Random is the default selection method.

Lots of desktop computers

  • Platform names are regular expressions.

Scenario

Everyone in your organization has a computer called desktopNNN, all with a file system shared with the scheduler host. Many users will want a platform to run small jobs on their computer:

Cylc treats platform names as regular expressions, so in this case:

part of a global.cylc config file
[platforms]
    [[desktop\d\d\d]]

will set up 1000 platforms, all with the same specification and one host per platform. Job files can be installed on the workflow host.

Note

Cylc carries out a “fullmatch” regular expression comparison with the the platform name so desktop\d\d\d is effectively the same as ^desktop\d\d\d$.

Warning

Platforms and platform groups are both configured by flow.cylc[runtime][<namespace>]platform. Therefore a platform group cannot be given the same name as a platform. The global.cylc file will fail validation if the same name is used for both.

Platform with no $HOME directory

Scenario

You are trying to run jobs on a platform where the compute nodes don’t have a configured HOME directory.

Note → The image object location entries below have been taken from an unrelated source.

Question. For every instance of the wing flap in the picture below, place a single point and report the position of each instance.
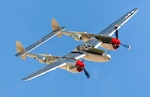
(40, 42)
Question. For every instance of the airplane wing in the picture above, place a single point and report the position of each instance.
(66, 59)
(72, 32)
(109, 31)
(46, 69)
(40, 42)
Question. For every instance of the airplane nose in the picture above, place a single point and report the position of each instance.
(106, 55)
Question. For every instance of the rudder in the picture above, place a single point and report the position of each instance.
(20, 49)
(56, 27)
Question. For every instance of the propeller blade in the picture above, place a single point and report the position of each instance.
(86, 73)
(116, 33)
(126, 46)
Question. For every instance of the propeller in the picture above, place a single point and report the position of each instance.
(85, 72)
(117, 35)
(126, 46)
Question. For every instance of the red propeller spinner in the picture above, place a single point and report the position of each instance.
(80, 67)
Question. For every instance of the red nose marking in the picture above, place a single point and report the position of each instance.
(79, 65)
(115, 42)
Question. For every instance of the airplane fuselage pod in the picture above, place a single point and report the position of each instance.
(93, 54)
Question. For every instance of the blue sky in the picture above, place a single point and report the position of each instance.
(126, 75)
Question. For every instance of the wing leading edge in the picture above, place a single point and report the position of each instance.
(109, 31)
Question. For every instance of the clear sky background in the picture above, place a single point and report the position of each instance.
(125, 75)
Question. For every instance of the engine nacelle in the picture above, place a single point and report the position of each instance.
(77, 37)
(109, 43)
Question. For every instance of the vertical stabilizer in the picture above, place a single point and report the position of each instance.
(56, 27)
(20, 49)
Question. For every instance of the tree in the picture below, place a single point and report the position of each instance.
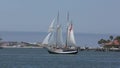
(111, 37)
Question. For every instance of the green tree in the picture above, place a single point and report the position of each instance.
(111, 37)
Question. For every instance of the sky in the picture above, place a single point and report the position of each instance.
(88, 16)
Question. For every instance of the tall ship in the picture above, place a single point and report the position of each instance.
(54, 39)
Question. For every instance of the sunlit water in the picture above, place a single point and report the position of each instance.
(40, 58)
(82, 39)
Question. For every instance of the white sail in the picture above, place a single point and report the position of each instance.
(50, 30)
(51, 27)
(59, 39)
(46, 38)
(70, 36)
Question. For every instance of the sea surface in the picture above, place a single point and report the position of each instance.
(40, 58)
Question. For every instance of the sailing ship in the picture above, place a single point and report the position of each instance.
(54, 40)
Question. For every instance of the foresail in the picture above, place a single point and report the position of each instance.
(50, 30)
(51, 27)
(45, 41)
(70, 36)
(59, 38)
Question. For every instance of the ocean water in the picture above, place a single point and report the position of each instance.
(40, 58)
(82, 39)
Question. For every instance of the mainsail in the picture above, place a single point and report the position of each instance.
(70, 36)
(50, 30)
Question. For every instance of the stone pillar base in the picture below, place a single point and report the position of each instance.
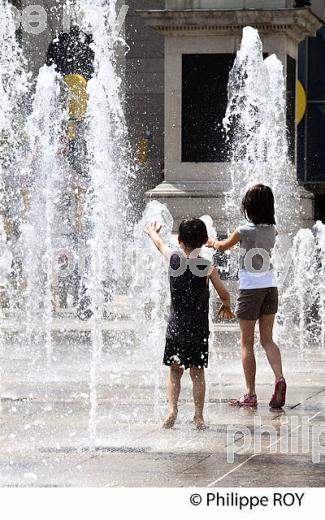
(194, 199)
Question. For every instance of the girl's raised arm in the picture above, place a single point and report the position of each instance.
(152, 230)
(222, 245)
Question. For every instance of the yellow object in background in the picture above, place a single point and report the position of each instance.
(72, 130)
(78, 100)
(143, 151)
(301, 102)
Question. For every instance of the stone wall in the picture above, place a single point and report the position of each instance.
(228, 4)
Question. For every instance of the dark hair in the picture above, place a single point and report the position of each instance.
(258, 205)
(193, 233)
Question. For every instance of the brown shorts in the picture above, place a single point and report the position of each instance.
(252, 303)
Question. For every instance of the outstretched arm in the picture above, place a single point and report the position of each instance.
(222, 245)
(225, 309)
(153, 230)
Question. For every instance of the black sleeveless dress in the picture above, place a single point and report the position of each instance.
(187, 337)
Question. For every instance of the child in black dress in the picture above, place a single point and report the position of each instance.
(187, 338)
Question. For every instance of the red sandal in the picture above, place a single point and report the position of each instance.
(246, 400)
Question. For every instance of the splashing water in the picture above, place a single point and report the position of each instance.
(108, 172)
(44, 128)
(150, 292)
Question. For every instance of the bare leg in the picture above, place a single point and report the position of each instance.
(272, 350)
(198, 379)
(247, 328)
(173, 391)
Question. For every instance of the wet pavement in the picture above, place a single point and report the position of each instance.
(44, 430)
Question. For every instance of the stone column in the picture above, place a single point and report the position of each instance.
(215, 27)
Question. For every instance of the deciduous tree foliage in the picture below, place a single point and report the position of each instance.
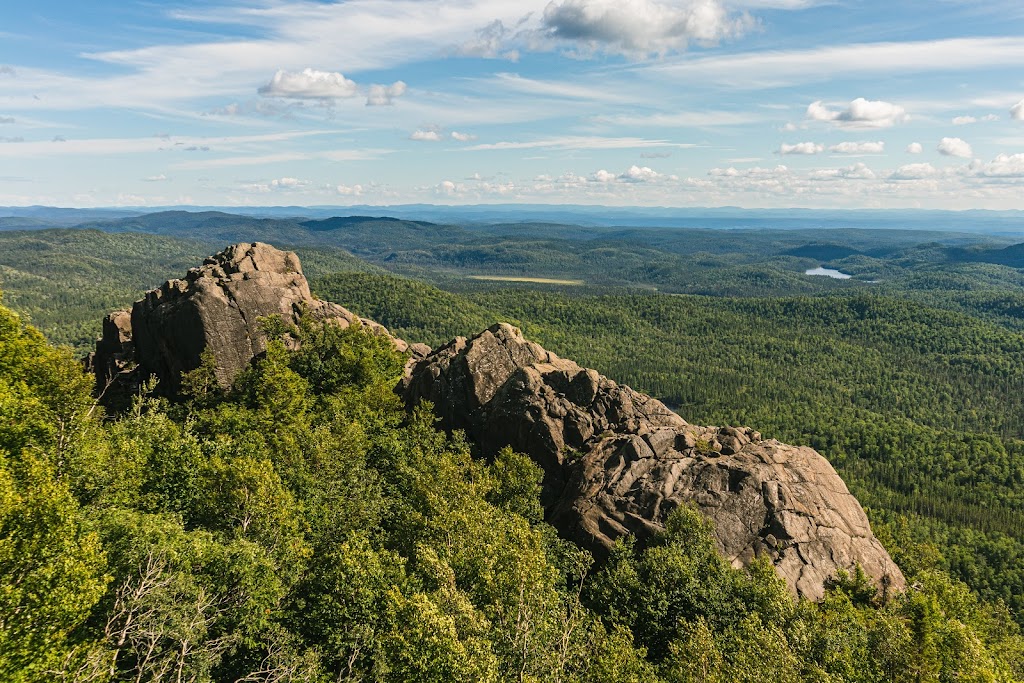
(303, 526)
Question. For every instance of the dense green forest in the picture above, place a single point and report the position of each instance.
(919, 409)
(303, 526)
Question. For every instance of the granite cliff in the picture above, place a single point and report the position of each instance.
(615, 461)
(217, 307)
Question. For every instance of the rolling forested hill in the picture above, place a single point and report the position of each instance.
(910, 386)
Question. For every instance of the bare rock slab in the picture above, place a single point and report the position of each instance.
(617, 462)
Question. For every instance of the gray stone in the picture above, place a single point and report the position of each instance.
(640, 461)
(216, 307)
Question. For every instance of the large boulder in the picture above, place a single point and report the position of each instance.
(617, 462)
(216, 307)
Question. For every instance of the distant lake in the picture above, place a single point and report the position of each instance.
(827, 272)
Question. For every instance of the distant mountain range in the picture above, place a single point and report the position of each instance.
(996, 222)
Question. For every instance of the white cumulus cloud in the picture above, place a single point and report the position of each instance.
(384, 95)
(801, 148)
(642, 27)
(309, 84)
(858, 147)
(349, 190)
(913, 172)
(446, 188)
(428, 135)
(855, 172)
(640, 174)
(860, 114)
(954, 146)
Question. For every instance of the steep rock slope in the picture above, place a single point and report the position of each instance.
(216, 307)
(617, 462)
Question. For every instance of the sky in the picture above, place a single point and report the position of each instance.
(757, 103)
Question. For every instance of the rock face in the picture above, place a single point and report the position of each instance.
(216, 306)
(617, 462)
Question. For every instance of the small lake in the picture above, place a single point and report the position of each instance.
(827, 272)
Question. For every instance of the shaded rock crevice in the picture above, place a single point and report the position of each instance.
(619, 462)
(614, 461)
(216, 307)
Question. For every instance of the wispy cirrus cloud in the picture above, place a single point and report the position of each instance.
(775, 69)
(582, 142)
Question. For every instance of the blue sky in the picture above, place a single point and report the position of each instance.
(648, 102)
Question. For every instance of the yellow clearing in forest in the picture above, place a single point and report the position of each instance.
(540, 281)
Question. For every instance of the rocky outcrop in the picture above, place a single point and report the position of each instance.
(216, 307)
(617, 462)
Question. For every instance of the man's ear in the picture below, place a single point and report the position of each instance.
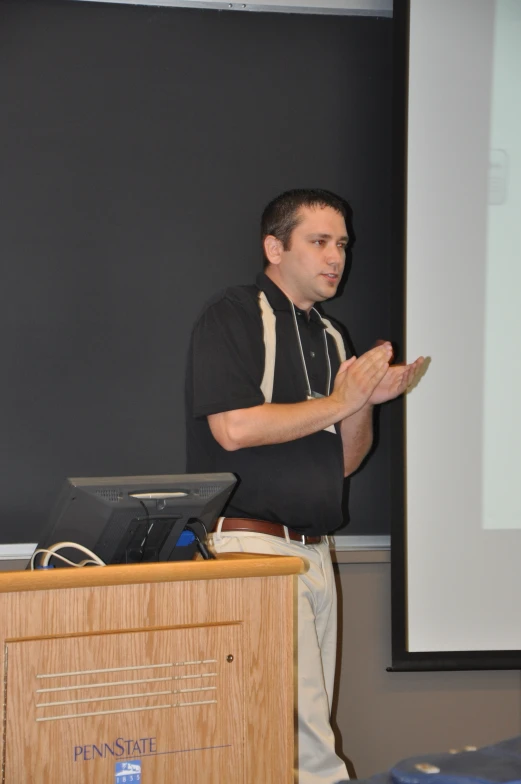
(273, 249)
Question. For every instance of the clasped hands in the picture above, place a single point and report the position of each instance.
(371, 379)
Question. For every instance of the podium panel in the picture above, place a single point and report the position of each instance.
(169, 703)
(179, 672)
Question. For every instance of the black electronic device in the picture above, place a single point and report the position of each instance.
(136, 519)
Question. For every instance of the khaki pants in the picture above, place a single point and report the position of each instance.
(318, 762)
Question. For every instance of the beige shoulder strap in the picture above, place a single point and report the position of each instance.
(270, 342)
(337, 337)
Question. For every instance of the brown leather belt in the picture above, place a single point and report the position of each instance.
(265, 527)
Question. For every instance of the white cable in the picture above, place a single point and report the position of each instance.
(52, 551)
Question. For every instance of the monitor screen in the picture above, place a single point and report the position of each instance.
(136, 519)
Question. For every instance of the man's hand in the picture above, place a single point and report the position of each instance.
(396, 381)
(358, 379)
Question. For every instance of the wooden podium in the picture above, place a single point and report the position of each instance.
(175, 672)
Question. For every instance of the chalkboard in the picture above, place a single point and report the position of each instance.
(139, 146)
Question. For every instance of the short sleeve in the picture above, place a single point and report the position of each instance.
(227, 358)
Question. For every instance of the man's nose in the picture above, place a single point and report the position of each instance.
(336, 255)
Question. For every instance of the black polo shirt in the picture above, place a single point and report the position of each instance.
(298, 483)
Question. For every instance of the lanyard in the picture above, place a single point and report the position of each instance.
(310, 393)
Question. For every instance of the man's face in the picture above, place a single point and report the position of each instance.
(311, 269)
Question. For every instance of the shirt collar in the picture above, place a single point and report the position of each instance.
(279, 301)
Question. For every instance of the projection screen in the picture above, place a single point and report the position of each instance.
(457, 564)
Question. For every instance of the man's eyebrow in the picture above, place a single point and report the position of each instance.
(321, 236)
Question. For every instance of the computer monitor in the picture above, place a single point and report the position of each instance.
(135, 519)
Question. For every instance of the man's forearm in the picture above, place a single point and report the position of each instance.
(274, 423)
(357, 437)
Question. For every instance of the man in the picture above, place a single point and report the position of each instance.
(271, 398)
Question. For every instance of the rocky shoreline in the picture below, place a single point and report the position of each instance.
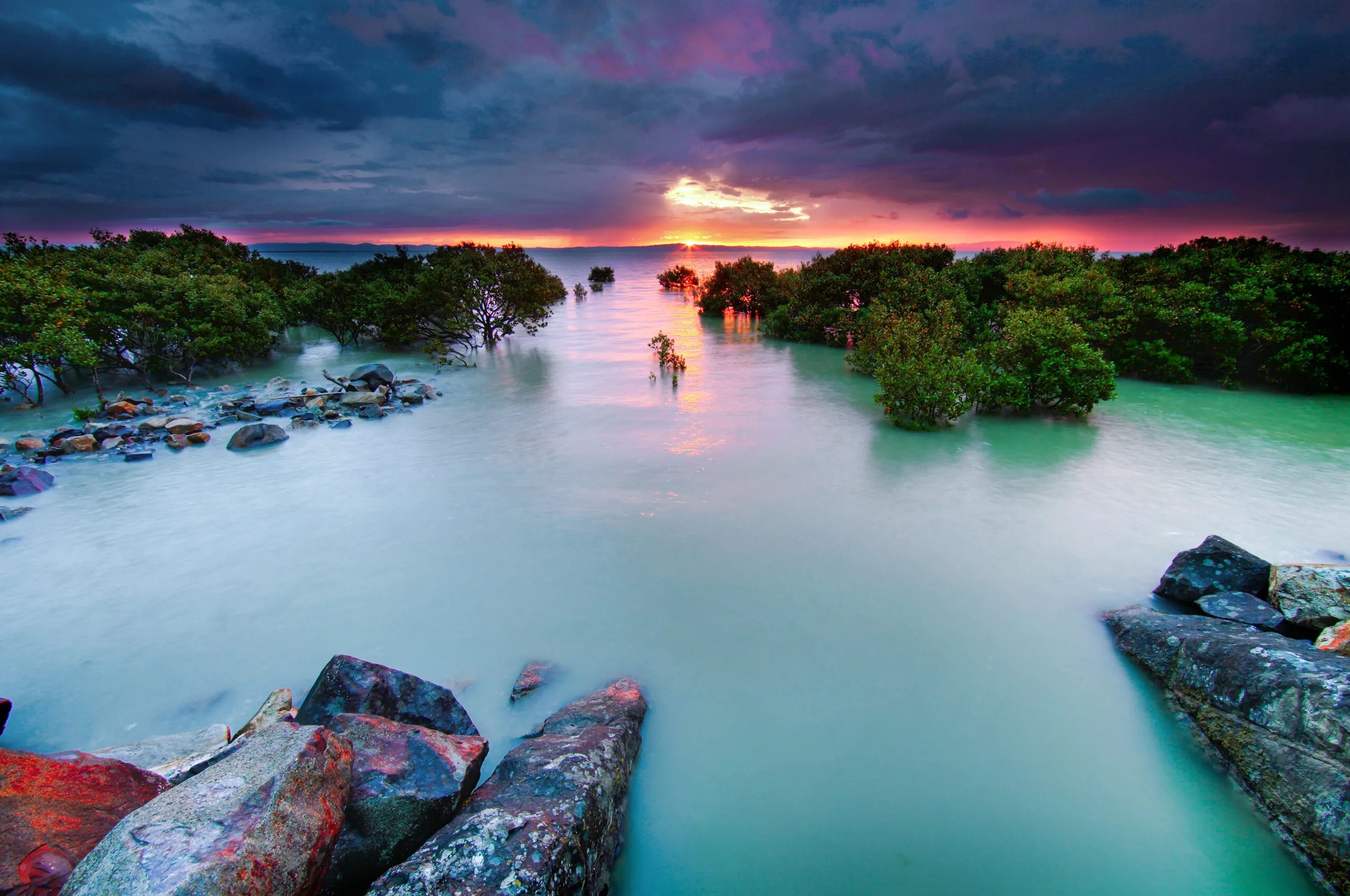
(369, 786)
(131, 428)
(1257, 656)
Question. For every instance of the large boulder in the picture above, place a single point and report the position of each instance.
(1312, 594)
(261, 822)
(407, 782)
(1216, 566)
(1275, 707)
(550, 821)
(65, 801)
(26, 481)
(373, 376)
(1240, 606)
(257, 436)
(349, 685)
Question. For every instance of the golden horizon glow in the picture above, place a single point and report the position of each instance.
(716, 196)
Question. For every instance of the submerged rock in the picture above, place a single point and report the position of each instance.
(26, 481)
(68, 801)
(1213, 567)
(1241, 608)
(532, 676)
(1313, 594)
(373, 376)
(157, 752)
(550, 821)
(1275, 707)
(407, 782)
(257, 436)
(261, 822)
(349, 685)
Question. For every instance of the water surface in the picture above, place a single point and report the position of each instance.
(873, 656)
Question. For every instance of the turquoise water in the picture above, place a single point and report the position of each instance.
(873, 656)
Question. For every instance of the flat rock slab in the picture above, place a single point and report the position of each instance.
(407, 783)
(1240, 606)
(1213, 567)
(261, 822)
(349, 685)
(1275, 707)
(68, 801)
(1312, 594)
(550, 821)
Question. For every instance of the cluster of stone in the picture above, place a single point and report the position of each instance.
(131, 428)
(1257, 655)
(369, 786)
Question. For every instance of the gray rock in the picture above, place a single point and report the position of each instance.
(349, 685)
(259, 822)
(1276, 709)
(1313, 594)
(1241, 608)
(550, 821)
(1214, 567)
(257, 436)
(373, 376)
(407, 782)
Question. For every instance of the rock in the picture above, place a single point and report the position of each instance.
(373, 376)
(44, 872)
(1336, 639)
(360, 400)
(407, 782)
(257, 436)
(1274, 707)
(1241, 608)
(1214, 567)
(550, 821)
(182, 425)
(532, 676)
(156, 753)
(119, 410)
(1313, 594)
(66, 801)
(261, 822)
(26, 481)
(274, 709)
(273, 408)
(349, 685)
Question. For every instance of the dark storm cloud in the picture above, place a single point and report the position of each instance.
(574, 115)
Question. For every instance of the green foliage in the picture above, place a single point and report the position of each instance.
(920, 361)
(743, 285)
(678, 277)
(1042, 358)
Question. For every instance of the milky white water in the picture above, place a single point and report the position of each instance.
(873, 656)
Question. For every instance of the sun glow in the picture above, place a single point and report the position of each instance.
(717, 196)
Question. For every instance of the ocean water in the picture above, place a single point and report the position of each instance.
(873, 656)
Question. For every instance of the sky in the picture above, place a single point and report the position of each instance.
(1118, 123)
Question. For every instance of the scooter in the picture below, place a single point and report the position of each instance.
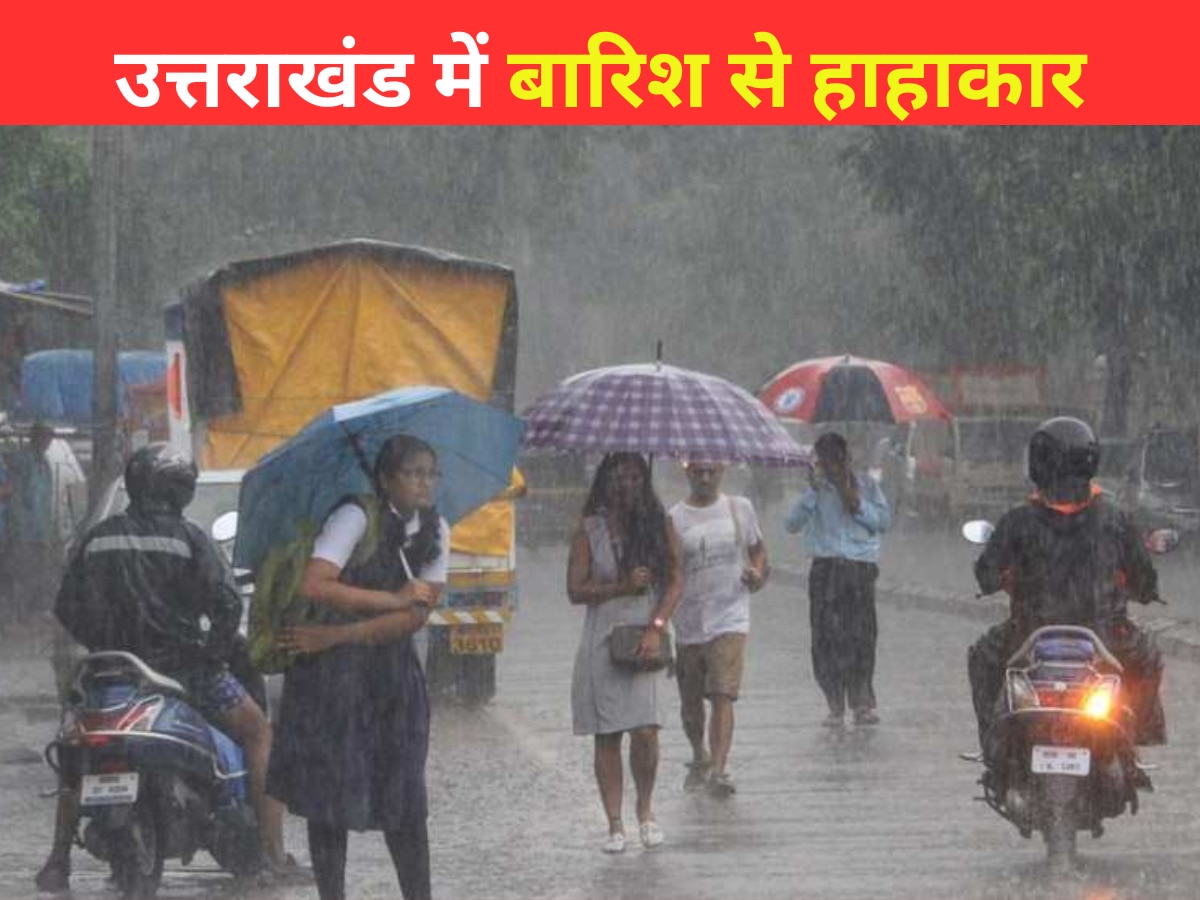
(1061, 755)
(156, 780)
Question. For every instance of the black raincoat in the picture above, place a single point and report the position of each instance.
(154, 585)
(1069, 565)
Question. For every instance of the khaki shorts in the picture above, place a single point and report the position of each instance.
(712, 669)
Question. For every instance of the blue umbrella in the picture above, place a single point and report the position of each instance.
(305, 478)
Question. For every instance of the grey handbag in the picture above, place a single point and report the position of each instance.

So long as the login and compute nodes share a filesystem the workflow can be installed on the shared filesystem using global.cylc[install][symlink dirs].

The $CYLC_RUN_DIR variable can then be set on the compute node to point at the cylc-run directory on the shared filesystem using global.cylc[platforms][<platform name>]global init-script.

part of a global.cylc config file
[platforms]
    [[homeless-hpc]]
        job runner = my-job-runner
        install target = homeless-hpc
        global init-script = """
            export CYLC_RUN_DIR=/shared/filesystem/cylc-run
        """

[install]
    [[symlink dirs]]
        [[[homeless-hpc]]]
            run = /shared/filesystem/

In this example Cylc will install workflows into /shared/filesystem/cylc-run.

Note

If you are running schedulers directly on the login node and submitting jobs locally then the platform name and install target should be localhost.